Quelques voyages d'agrément à l'étranger. Un vélo à 19 000 francs. Un chèque de 22 000 francs. Deux autres de 4 000. Un Caméscope. Certains juges du tribunal d'Annecy (Haute-Savoie) ont été sacrément choyés entre 1995 et 2001. Pendant des années, la justice a mollement enquêté sur ces dérives. Aujourd'hui, elle décide de tout reprendre à zéro. Deux juges d'instruction de Lyon, Jean-Pierre Berthet et Thierry Soulard, viennent d'être désignés.
L'homme à l'origine de la dénonciation de ce scandale, dévoilé par Marianne, est un ancien agent d'assurances, Fernand Vogne, jadis installé à Annemasse (Haute-Savoie). Depuis plus de trente ans, il affronte les magistrats. En 1977, il écope de sa première condamnation : six mois de prison avec sursis pour abus de confiance. En août 1980, le voici accusé d'avoir pillé et déménagé tout seul un coffre-fort qui se trouve dans une maison de son village. « Impossible, plaide-t-il, ledit coffre-fort pèse 152 kilos. » On ne le croit pas. Il part pour cinq mois en prison, avant d'être blanchi.

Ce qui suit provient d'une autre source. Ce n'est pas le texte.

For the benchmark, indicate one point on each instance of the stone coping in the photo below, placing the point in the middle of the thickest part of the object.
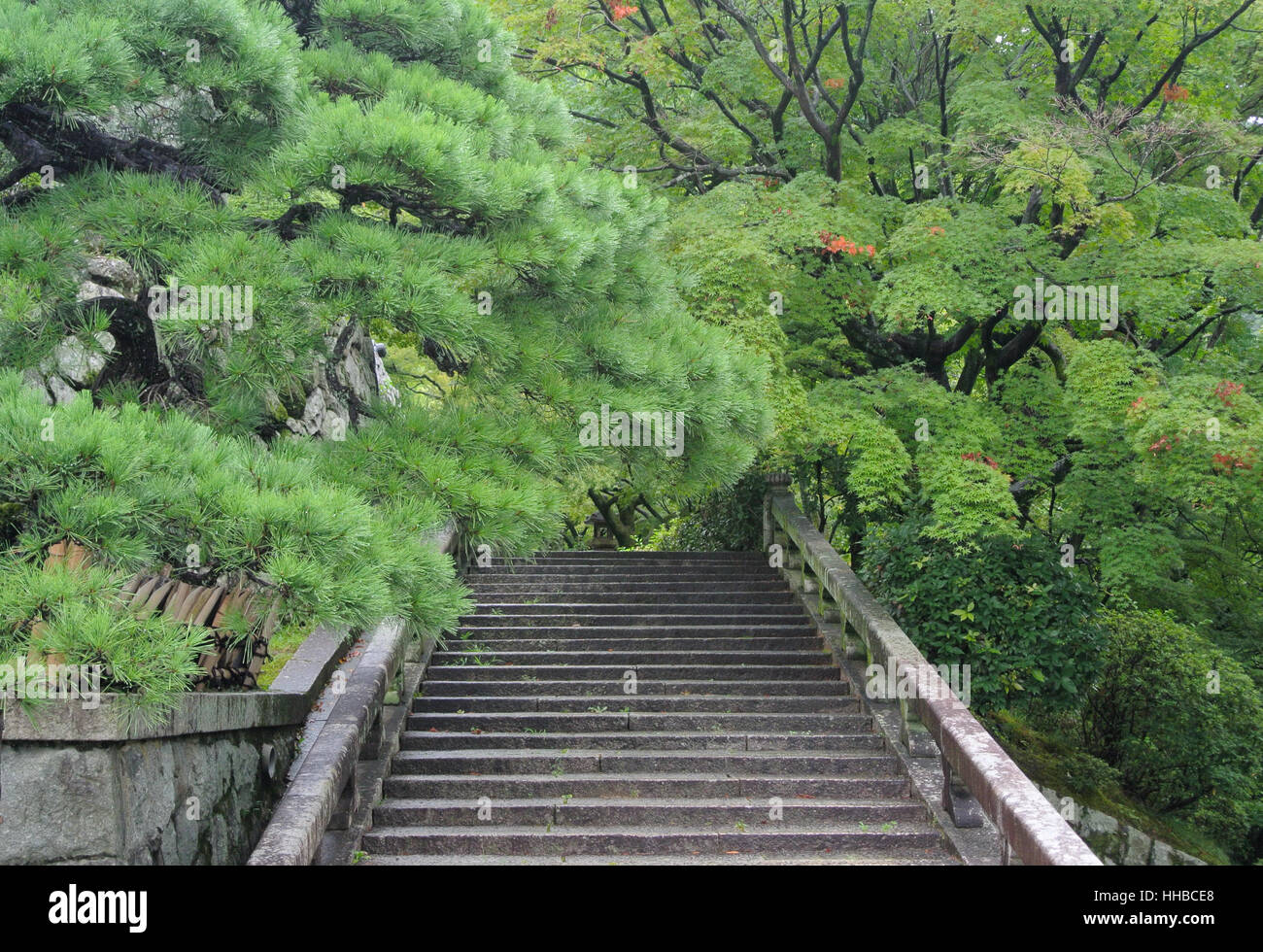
(1036, 833)
(294, 833)
(293, 836)
(287, 702)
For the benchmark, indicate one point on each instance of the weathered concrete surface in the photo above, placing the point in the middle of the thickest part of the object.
(1115, 842)
(79, 787)
(1035, 831)
(190, 799)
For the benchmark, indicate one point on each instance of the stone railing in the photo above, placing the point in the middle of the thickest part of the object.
(81, 784)
(977, 775)
(328, 801)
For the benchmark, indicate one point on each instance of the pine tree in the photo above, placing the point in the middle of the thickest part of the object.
(354, 171)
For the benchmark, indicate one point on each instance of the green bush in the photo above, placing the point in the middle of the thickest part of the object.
(727, 521)
(1008, 609)
(1181, 723)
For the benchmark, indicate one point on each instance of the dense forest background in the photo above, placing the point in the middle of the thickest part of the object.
(862, 190)
(846, 240)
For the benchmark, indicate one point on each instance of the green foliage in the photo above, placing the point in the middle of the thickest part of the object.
(150, 661)
(1179, 721)
(728, 521)
(139, 489)
(1007, 609)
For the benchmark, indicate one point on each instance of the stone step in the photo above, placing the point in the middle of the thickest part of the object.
(579, 640)
(724, 602)
(885, 856)
(647, 784)
(634, 657)
(737, 711)
(651, 573)
(586, 689)
(516, 761)
(636, 740)
(585, 721)
(670, 585)
(643, 839)
(718, 813)
(631, 613)
(624, 557)
(561, 569)
(643, 672)
(667, 634)
(594, 703)
(649, 623)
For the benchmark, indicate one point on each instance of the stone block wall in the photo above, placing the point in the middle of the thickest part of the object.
(201, 799)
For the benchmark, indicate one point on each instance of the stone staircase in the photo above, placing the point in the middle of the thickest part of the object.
(638, 707)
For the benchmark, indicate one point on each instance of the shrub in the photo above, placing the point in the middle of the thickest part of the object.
(1008, 609)
(1179, 720)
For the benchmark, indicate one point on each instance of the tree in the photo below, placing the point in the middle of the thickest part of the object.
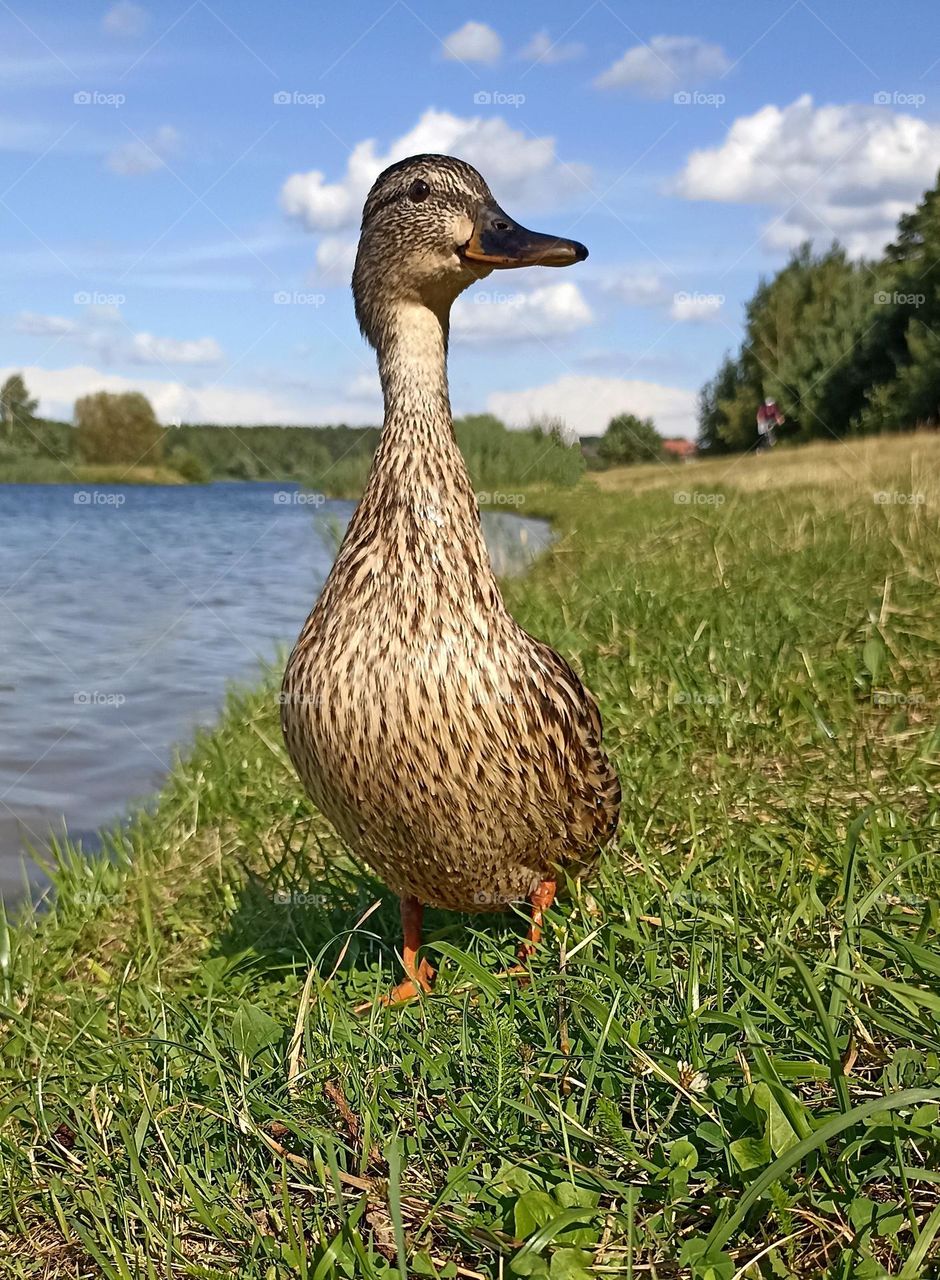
(908, 392)
(17, 407)
(117, 428)
(629, 439)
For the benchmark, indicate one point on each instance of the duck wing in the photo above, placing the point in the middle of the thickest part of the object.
(569, 722)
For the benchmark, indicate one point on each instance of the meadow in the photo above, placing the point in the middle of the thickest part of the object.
(726, 1061)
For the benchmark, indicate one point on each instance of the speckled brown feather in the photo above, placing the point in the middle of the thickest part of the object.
(456, 754)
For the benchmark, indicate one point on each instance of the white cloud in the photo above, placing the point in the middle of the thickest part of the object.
(839, 170)
(637, 287)
(336, 256)
(173, 401)
(492, 315)
(101, 329)
(44, 327)
(665, 64)
(696, 306)
(126, 18)
(145, 155)
(149, 350)
(547, 51)
(515, 164)
(473, 42)
(587, 405)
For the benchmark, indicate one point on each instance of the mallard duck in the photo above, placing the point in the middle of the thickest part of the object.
(452, 752)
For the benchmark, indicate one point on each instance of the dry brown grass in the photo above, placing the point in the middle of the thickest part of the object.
(871, 464)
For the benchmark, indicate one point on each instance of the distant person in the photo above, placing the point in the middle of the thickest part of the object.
(769, 419)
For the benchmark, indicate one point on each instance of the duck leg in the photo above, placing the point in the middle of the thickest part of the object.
(418, 976)
(541, 899)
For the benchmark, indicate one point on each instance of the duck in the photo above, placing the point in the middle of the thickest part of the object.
(457, 755)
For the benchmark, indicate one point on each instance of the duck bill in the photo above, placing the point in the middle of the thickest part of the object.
(498, 242)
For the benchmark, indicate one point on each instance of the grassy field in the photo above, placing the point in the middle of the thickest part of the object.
(726, 1064)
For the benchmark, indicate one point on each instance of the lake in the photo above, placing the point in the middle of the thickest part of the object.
(124, 612)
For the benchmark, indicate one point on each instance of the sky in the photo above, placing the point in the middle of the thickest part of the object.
(181, 184)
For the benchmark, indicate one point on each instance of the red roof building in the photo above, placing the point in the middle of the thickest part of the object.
(680, 448)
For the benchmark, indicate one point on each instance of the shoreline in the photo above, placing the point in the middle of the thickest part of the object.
(182, 1055)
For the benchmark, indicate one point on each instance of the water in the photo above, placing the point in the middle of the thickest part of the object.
(123, 615)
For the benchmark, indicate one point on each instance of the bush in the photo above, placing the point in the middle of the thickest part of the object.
(629, 439)
(118, 428)
(188, 466)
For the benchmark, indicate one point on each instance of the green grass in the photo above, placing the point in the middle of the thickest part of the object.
(728, 1060)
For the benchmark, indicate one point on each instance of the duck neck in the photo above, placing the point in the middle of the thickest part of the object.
(413, 368)
(419, 498)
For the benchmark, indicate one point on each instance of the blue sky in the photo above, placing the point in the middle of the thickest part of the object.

25/02/2009, www.libelyon.fr, extrait
La justice déballe les cadeaux faits à des magistrats
JUSTICE - Depuis quelques mois, des magistrats lyonnais enquêtent sur certains de leurs collègues de Haute-Savoie, accusés de corruption. Fernand Vogne (63 ans), victime d’une erreur judiciaire dans les années 80, les accuse d’avoir touché des cadeaux et de l’argent d’un mandataire judiciaire qui l’aurait «spolié» (Libération du 9 septembre 2008). Une première enquête préliminaire avait été soigneusement étouffée en 2004. Mais une plainte avec constitution de partie a imposé une instruction, et l’on n’en finit plus de découvrir les largesses que s’octroyait la justice haut-savoyarde dans les années 90...
[...] Lorsqu’une information judiciaire a enfin été ouverte, en 2007, un juge déclare prescrit l’essentiel des faits reprochés à ses collègues. Cela ulcère François Saint-Pierre, avocat de Fernand Vogne. «En matière financière, rappelle-t-il, le délai de prescription ne court qu’à partir du moment où la justice a connaissance des faits. C’est du moins ce que l’on applique pour les affaires concernant des élus.» A Annecy, la justice a considéré que les faits, remontant plus de trois ans avant la plainte de Fernand Vogne, étaient prescrits. Et il a fait appel un jour trop tard.
Quelques faits restent cependant instruits.
Corruption: des magistrats sauvés par la prescription
Par Gilles Gaetner, publié le 21/01/2009 11:17 - mis à jour le 21/01/2009 12:04, l'Express, extrait
Un chef d'entreprise a réussi à mettre au jour une affaire de corruption impliquant des magistrats dans les années 90. Ceux-ci auraient bénéficié de cadeaux offerts par les tribunaux de Haute-Savoie.
Ils sont une quinzaine de magistrats en poste dans les années 95-97 aux Tribunaux d'Annecy, Bonneville et Thonon-Les-Bains (Haute-Savoie) à avoir eu chaud. Très chaud. Grâce à la lenteur de la justice et la prescription, ils ont échappé à des poursuites pour corruption. Une de leurs collègues, désormais conseillère à la Cour d'appel de Douai n'a pas eu cette chance: elle a été entendue le 11 décembre dernier comme témoin assistée par deux juges de Lyon. Il lui est reproché d'avoir reçu deux chèques de 500 francs d'un administrateur provisoire très influent de la Haute-Savoie, Robert Meynet. Un petit "cadeau" non prescrit...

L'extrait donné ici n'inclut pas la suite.